Step 1: Understanding the Concept:
The effective stiffness or spring constant $k$ of a uniform coiled spring depends heavily on its total unstretched natural length.
Specifically, the spring constant is entirely inversely proportional to the original length of the spring material.
Step 2: Key Formula or Approach:
The defining mathematical relationship is $k \propto \frac{1}{L}$, which means the product of the spring constant and its length is always a constant value: $k_{\text{initial}} L_{\text{initial}} = k_{\text{final}} L_{\text{final}}$.
Step 3: Detailed Explanation:
Let the initial spring constant strictly be $k$ and the initial total length be $L$.

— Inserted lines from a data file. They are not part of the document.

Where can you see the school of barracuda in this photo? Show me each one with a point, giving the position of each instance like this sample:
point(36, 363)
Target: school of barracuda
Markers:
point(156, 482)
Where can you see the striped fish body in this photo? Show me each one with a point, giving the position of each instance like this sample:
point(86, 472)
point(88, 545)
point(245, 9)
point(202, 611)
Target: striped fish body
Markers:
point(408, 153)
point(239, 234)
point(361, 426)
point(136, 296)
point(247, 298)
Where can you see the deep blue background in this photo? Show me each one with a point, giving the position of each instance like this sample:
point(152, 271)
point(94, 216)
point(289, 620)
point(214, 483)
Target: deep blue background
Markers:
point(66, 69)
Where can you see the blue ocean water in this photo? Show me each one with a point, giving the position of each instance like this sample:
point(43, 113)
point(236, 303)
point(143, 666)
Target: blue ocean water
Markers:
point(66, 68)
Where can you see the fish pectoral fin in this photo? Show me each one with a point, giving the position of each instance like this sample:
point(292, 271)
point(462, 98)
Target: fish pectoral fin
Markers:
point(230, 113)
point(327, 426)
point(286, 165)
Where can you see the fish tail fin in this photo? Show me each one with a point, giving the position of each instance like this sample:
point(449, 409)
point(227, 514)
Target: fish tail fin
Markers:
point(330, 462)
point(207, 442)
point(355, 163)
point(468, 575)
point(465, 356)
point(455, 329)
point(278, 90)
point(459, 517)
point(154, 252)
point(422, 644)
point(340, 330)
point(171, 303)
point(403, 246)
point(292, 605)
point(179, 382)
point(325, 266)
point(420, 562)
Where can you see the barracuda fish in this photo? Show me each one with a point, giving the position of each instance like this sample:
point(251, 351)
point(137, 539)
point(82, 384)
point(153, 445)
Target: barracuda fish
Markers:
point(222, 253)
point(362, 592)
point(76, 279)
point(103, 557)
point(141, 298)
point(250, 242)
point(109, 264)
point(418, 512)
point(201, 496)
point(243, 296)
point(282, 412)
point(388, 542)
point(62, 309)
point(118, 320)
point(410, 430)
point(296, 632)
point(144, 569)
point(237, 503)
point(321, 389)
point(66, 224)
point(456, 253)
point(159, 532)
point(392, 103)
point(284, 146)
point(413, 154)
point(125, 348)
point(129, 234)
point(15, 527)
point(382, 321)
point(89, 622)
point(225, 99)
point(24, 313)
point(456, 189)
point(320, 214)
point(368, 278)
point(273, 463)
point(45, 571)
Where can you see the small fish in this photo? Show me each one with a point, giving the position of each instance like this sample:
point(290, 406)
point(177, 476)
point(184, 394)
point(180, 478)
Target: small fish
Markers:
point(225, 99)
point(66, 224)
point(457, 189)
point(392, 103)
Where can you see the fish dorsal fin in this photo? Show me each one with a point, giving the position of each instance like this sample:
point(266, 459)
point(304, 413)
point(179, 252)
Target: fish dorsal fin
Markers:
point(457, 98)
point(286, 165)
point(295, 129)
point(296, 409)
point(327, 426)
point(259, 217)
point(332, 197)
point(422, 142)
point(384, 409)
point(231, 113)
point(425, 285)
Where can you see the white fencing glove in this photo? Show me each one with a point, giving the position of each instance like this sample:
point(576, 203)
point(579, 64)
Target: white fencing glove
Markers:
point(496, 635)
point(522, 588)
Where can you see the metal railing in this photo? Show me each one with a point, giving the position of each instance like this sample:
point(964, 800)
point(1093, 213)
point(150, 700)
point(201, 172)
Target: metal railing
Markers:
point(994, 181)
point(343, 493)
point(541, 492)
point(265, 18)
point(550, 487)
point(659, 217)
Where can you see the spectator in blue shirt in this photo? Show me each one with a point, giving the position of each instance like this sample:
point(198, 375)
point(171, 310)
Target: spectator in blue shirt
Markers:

When this uniform spring is systematically cut into $n$ perfectly equal smaller pieces, the new length of each individual piece naturally becomes $L' = \frac{L}{n}$.
Using our established inverse relationship $k \times L = \text{constant}$, we can directly equate the initial and final states:
\[ k \times L = k' \times L' \]
Substitute the new reduced length into the equation:
\[ k \times L = k' \times \left( \frac{L}{n} \right) \]
We safely cancel out the common length variable $L$ from both sides of the equation:
\[ k = \frac{k'}{n} \]
Rearranging to formally solve for the new spring constant $k'$:
\[ k' = nk \]
Step 4: Final Answer:
The newly determined spring constant of each individual piece is genuinely $nk$.